О, нет! Я жалел его! В эту минуту меня охватило даже безумное сострадание и почти неудержимо влекло броситься к нему и, взяв его большую-большую и отталкивающую голову, прижать ее к своей груди, так как это один из наиболее свойственных нам вещественных знаков, чтобы утешить призраком защиты тех, кто страдает или кто должен умереть…

Но, в самом деле, ему нечего было ждать помощи ни от кого, так как даже я, так сильно почувствовавший смертную скорбь его крика, — и я оставался спокойным и недвижным на своем месте, отворачивая глаза… Из-за отчаяния животного, — не правда ли? — не изменять же направление хода корабля и не лишать же триста душ людей их обычной порции мяса! Можно прослыть за сумасшедшего, на минуту лишь остановив над этим свою мысль.

Между тем, молоденький матросик, быть может, также одинокий на свете и не встречавший сострадания, — услышал его призыв, услышал в глубине своей души, как я. Он подошел к нему и начал тихонько чесать его бороду.

Если бы он подумал, он мог бы сказать ему:

— Они все умрут, будь покоен, те, что будут есть тебя завтра; все, не исключая самых молодых и самых сильных. И, быть может, тогда роковой час, сопровождаемый более продолжительными страданиями, будет более беспощаден для них, чем для него. Тогда, может быть, они предпочли бы удар молота прямо в середину лба.
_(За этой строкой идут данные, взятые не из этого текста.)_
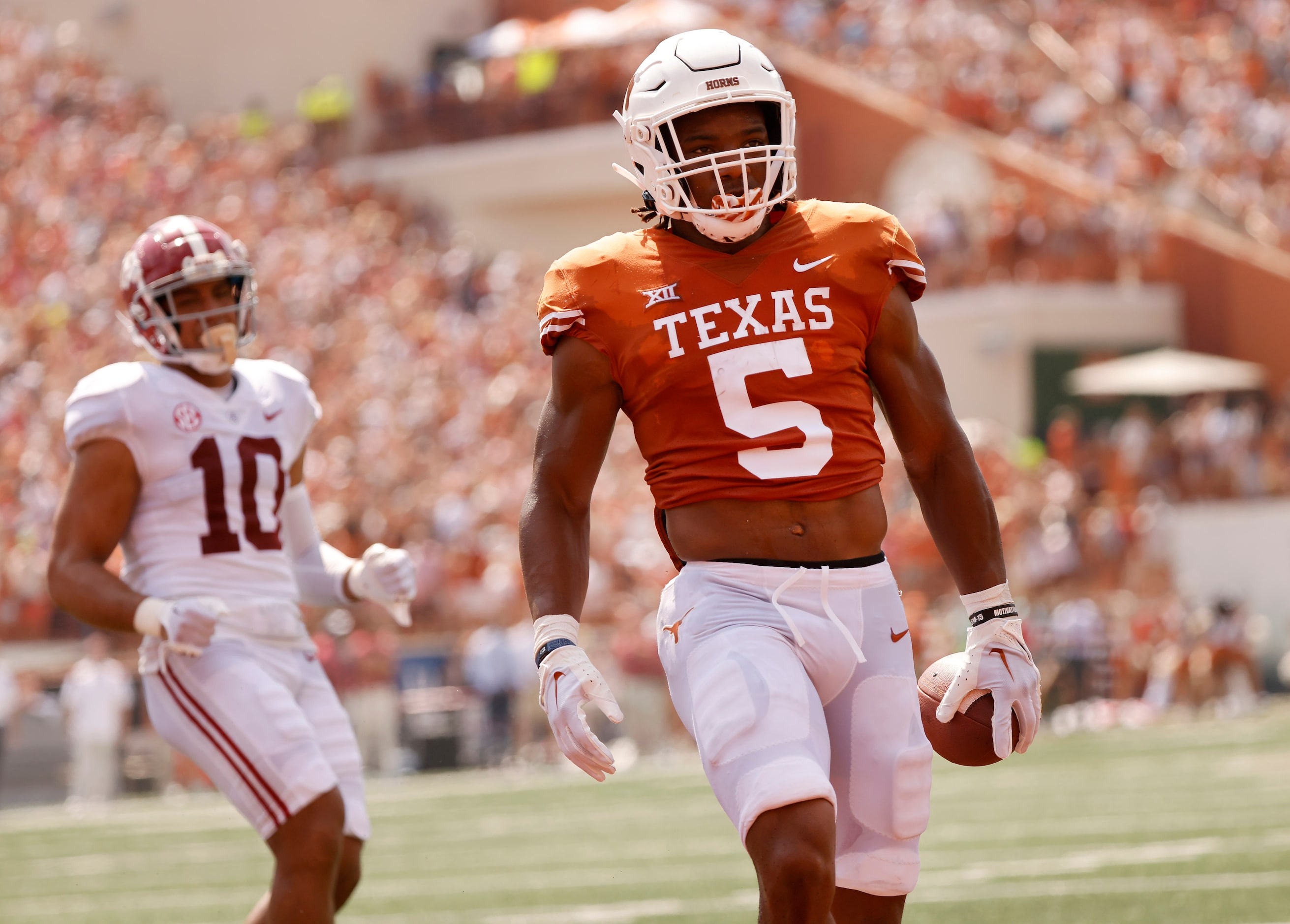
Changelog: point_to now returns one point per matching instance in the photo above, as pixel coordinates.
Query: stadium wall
(250, 49)
(853, 133)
Животное отвечало ему лаской, смотрело на него добрыми глазами, лизало ему руку. Но это был, конечно, последний проблеск сознания, мелькнувший в его низком и замкнутом черепе, и он скоро погас. Посреди зловещей беспредельности, по которой корабль уносил его все быстрее, в холодных брызгах волн, в сумерках, предрекающих дурную ночь и рядом с телом товарища, представлявшим теперь бесформенную массу говядины, подвешенной на крюк, — бедный бык принялся спокойно жевать. Его близорукое сознание не шло дальше; он не думал больше ни о чем; он ничего больше не помнил.